The Foundation for Natural Resources and Energy Law
- Formation: 1955
- Type: 501(c)(3)
- Headquarters: Westminster, Colorado, United States
- Region served: Global
- Executive Director: Alex Ritchie
- Website: www.fnrel.org

= The Foundation for Natural Resources and Energy Law =

Non-profit organization

The Foundation for Natural Resources and Energy Law, formerly Rocky Mountain Mineral Law Foundation, is an educational, non-profit organization dedicated to the scholarly and practical study of all aspects of natural resources and energy law.

The Foundation is governed by a Board of Directors and guided by a Trustees Council that includes representatives from constituent law schools, bar associations, and mining and oil and gas associations. Leading legal, land, and other experts work as volunteers to the Foundation and its committees.

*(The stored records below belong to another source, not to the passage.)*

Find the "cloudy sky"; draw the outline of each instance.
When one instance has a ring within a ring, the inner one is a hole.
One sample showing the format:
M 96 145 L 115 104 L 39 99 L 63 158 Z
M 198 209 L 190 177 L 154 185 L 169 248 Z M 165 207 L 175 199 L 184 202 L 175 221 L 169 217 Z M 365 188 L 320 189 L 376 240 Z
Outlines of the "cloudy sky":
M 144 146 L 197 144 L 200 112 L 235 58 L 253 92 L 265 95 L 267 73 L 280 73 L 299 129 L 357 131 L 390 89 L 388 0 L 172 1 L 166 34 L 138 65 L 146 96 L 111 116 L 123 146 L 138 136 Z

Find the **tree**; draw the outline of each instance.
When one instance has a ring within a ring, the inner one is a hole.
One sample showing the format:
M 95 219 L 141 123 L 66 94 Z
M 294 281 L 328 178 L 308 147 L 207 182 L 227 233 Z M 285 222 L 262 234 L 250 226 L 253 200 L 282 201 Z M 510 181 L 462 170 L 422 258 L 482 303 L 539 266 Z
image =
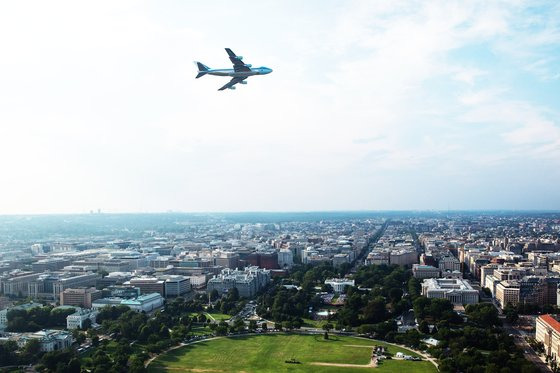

The Foundation values collegiality and brings together lawyers, professionals, academics, and students to learn and network in a supportive environment where all participants are valued.

==Programs==
In fulfilling its goals, the Foundation carries out varied programs of interest to attorneys, landmen, management, government personnel, law faculty, students, and others involved in mining, oil and gas, energy, water, public lands, and related areas of natural resources law. These programs include institutes, short courses, and workshops in various locations around the world. The Foundation also provides webinars and other live virtual programs, as well as on-demand online natural resources educational programming.

==Publications==
In addition to institutes and courses, the Foundation publishes a variety of educational materials:

- American Law of Mining — Mining legal treatise.
- Law of Federal Oil and Gas Leases — Oil and gas legal treatise.
- Landman's Legal Handbook — Practical manual for landmen.
- Annual Institute Proceedings — Compilation of papers presented at RMMLF Annual Institutes.
- Special Institute Materials — Papers presented at various Special Institutes.
- Digital Library — Online access to the Proceedings of the Annual Institutes, papers presented at Special Institutes, and original RMMLF Journal articles.
- Mineral Law Newsletter — Current developments in mineral law.
- Water Law Newsletter — Current developments in water law.
- Gower Federal Services — Decisions of the Interior Board of Land Appeals and the Office of Natural Resources Revenue relating to mining, oil and gas, outer continental shelf, and royalty issues.
- RMMLF Journal — Original and reprinted law review articles.

==Grants & Scholarships==
The Foundation offers grants to promote scholarship, research, writing, teaching, and the study of natural resources and energy law and related fields. Scholarships are available for qualified law students at Foundation constituent law schools who demonstrate interest in pursuing careers in natural resources, energy, and related fields.